Ischemic stroke is a consequence of transient or permanent reduction of blood flow to a focal region of the brain, usually caused by the occlusion of an artery by an embolus or thrombus. Cerebral ischemia may also occur globally in the setting of cardiac arrest and resuscitation. While historically brain damage has been considered to be an inexorable consequence of focal or global ischemic insults, in recent years a growing understanding of the underlying mechanisms responsible for brain cell death has led to the identification of new therapeutic approaches. Two main approaches have emerged. The first aims to restore lost blood flow by dissolving the thrombus responsible for cerebral artery obstruction (in ischemic stroke). Thrombolysis has become an established treatment for ischemic stroke after the efficacy of intravenous tissue plasminogen activator (tPA) was demonstrated in a landmark study (The NINDS rt-PA Stroke Study Group, 1995). Promising results have also been reported for the thrombolytic agent pro-urokinase, delivered by intra-arterial catheter directly to the site of intravascular thrombus (Furlan et al., 1999). The second approach, neuroprotection, aims to reduce the intrinsic vulnerability of brain tissue to ischemia; it will be the topic of this chapter.

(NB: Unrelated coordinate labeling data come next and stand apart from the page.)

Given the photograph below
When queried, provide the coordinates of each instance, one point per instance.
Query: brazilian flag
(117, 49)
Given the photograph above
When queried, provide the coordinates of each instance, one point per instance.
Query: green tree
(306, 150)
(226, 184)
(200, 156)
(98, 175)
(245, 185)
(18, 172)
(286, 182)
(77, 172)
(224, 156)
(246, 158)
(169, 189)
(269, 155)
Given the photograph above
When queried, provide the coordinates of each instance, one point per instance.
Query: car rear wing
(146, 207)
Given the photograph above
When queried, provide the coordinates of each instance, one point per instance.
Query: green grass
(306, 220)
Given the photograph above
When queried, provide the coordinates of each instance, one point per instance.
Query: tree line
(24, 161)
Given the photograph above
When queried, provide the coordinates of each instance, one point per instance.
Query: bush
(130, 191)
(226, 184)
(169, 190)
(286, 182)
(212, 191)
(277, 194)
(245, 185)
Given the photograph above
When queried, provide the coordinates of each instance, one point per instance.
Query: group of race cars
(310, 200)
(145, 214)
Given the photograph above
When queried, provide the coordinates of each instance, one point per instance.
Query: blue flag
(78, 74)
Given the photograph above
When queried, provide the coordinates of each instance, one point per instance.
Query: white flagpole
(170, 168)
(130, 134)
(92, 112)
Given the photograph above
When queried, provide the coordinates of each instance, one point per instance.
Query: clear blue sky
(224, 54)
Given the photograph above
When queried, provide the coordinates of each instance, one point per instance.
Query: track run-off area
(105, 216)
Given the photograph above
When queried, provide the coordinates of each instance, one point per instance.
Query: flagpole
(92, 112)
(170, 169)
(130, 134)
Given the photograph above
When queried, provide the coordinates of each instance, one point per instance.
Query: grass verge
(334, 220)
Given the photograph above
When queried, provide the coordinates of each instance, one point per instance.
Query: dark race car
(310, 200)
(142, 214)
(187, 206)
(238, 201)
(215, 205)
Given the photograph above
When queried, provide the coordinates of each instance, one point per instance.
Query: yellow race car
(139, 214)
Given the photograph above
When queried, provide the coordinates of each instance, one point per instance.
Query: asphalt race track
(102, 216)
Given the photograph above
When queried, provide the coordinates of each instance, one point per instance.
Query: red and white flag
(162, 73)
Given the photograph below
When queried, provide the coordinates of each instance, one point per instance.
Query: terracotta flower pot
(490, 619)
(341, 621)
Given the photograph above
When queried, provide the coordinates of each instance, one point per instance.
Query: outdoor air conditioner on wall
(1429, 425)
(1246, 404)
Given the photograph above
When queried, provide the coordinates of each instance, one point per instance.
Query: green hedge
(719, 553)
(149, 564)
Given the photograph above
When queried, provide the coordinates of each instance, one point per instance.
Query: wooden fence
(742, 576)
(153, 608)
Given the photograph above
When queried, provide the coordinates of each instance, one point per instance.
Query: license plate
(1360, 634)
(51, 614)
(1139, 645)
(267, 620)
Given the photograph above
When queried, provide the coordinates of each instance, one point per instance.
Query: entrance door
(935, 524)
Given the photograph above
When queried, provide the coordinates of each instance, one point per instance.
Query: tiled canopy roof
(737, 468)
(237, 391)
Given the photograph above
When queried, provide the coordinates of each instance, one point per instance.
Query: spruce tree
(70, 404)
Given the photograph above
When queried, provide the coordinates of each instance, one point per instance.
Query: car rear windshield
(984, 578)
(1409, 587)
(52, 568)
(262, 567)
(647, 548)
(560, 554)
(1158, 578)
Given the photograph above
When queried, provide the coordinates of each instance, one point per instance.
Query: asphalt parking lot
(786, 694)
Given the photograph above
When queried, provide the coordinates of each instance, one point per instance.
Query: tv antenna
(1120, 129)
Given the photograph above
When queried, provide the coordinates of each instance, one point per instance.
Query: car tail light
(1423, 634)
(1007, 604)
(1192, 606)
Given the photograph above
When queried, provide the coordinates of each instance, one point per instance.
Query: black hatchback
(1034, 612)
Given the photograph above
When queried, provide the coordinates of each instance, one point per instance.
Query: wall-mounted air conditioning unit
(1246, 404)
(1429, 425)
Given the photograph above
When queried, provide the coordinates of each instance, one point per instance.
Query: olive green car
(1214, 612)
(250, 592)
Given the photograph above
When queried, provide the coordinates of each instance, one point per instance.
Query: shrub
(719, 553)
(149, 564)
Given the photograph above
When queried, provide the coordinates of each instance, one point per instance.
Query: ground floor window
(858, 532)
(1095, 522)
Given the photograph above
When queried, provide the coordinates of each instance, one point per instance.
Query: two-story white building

Mechanisms of ischemic neuronal death

The brain is more vulnerable to ischemia than many other tissues, so it seems plausible that the cellular mechanisms of this heightened vulnerability could be delineated and blocked. Over the last 15 years evidence has accumulated indicating that normal brain signaling and immune defense mechanisms may become harmful after ischemic insults (Rothman & Olney, 1986; Choi, 1988; del Zoppo et al., 2000). In particular, substantial evidence now implicates excitotoxicity, programmed cell death, and inflammation in the pathogenesis of ischemic neuronal death.

Excitotoxicity

The excitatory transmitter glutamate normally mediates most fast synaptic transmission throughout the CNS, but it also has a surprising ability to trigger central neuronal death upon prolonged exposure, a phenomenon called ‘excitotoxicity’ by Olney (1969). Excitotoxicity now appears to be involved in the pathogenesis of several CNS diseases including ischemic brain injury (Rothman & Olney, 1986; Choi, 1988). Under ischemic conditions, neurons deprived of oxygen and glucose r apidly lose ATP and become depolarized, leading to abnormally high levels of glutamate release (initially mediated by vesicular release from nerve terminals, and later by reverse transport from astrocytes).